I’m a data scientist at the Laboratory of Organismal Biology at Stanford University, where I use machine learning to analyze neural and behavioral data of amphibians. In undergrad, I studied cognitive science and neuroscience and my main interest was getting to the bottom of what “neuropsychiatric disorder” actually is.
My senior comprehensive project examined executive function deficits in neuropsychiatric disorders and explored classifying psychopathology at the cognitive level to build a bridge between symptom-based diagnostic frameworks and the neurobiological research that attempts to explain those symptoms. While writing my senior thesis I realized two things: (1) lots of data and computation beyond my current ability is necessary to understand the complexity of cognition and the nuance of neuropsychiatric disorders, and (2) definitions of psychopathology are inextricable from social context.
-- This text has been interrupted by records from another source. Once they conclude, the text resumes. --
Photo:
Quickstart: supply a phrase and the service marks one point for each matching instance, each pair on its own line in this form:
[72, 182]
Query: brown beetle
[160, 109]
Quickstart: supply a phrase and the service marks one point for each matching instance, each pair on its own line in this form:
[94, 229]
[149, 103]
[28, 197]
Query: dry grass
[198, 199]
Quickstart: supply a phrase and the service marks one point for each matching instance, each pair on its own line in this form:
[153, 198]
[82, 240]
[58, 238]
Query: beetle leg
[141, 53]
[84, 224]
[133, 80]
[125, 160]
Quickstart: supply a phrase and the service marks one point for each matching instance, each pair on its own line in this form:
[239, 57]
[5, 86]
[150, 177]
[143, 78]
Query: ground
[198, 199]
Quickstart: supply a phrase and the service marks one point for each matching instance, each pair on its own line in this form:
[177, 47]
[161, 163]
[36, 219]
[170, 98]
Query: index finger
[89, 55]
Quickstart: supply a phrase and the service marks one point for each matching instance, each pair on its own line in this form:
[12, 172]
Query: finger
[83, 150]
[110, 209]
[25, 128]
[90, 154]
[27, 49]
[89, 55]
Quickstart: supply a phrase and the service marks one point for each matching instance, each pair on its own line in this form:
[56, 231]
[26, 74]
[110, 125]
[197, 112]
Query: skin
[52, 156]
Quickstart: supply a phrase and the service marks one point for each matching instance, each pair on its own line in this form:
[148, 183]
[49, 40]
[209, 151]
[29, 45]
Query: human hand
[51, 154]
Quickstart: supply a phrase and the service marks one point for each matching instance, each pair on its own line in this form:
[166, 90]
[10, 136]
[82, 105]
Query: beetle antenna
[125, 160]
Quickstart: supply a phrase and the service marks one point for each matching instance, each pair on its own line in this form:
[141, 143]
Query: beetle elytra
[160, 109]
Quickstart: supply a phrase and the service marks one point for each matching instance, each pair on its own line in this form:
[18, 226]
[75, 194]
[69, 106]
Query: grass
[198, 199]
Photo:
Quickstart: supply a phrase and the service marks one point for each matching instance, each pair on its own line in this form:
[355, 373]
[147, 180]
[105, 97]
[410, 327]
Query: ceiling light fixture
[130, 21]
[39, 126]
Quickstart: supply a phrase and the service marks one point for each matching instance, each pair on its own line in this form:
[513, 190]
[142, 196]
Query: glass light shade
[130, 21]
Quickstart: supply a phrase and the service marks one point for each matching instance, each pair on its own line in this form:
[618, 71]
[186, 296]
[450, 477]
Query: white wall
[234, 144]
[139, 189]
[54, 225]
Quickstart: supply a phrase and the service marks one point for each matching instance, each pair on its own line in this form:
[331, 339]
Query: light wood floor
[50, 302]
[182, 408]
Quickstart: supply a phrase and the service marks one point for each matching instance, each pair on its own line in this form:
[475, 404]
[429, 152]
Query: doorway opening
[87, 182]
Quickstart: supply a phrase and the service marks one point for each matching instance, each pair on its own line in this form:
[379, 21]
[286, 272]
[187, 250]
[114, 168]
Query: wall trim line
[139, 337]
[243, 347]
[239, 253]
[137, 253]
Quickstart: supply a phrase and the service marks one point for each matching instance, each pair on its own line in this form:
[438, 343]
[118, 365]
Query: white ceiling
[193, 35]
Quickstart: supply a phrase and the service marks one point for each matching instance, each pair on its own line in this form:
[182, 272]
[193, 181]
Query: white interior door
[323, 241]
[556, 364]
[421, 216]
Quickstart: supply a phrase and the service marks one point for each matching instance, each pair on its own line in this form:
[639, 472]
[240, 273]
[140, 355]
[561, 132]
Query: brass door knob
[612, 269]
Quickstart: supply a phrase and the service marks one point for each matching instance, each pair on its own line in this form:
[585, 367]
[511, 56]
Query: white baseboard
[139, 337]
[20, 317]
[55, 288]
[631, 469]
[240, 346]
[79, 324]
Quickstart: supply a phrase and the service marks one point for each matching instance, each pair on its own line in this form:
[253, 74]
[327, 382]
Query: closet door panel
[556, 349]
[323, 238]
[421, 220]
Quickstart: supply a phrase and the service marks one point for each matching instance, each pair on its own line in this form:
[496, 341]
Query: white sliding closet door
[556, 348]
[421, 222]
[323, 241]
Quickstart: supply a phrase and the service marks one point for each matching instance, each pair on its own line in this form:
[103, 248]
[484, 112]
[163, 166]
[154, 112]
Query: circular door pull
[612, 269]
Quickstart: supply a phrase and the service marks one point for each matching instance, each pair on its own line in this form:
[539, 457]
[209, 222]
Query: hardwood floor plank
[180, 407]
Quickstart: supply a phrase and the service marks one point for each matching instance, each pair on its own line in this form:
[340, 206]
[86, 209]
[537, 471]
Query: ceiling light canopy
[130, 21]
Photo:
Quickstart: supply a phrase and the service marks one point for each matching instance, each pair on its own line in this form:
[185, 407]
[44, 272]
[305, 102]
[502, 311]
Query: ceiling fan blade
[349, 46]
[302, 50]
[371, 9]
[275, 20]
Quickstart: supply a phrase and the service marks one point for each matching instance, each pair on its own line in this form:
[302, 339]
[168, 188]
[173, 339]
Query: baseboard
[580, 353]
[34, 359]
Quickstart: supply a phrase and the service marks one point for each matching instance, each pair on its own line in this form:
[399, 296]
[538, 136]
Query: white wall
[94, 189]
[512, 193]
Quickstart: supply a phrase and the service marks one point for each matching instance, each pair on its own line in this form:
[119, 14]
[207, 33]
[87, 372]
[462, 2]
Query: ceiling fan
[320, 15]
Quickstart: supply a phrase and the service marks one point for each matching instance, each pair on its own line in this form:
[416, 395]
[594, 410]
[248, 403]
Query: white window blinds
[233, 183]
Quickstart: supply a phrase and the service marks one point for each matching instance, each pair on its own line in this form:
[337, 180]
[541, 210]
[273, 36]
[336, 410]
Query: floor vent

From there I developed my broad career goals: (1) acquire the quantitative skills needed to make sense of this wildly complex organ called the brain and the minds they (allegedly) create, and (2) incorporate social considerations into science and use science to improve society.
Because of #BlackInData and other #BlackInX groups like #BlackInNeuro, I now have an incredible opportunity to learn data science and AI techniques applied to neuroscience research, and I have been able to connect with others who are similarly invested in making science equitable so that science can improve society equitably.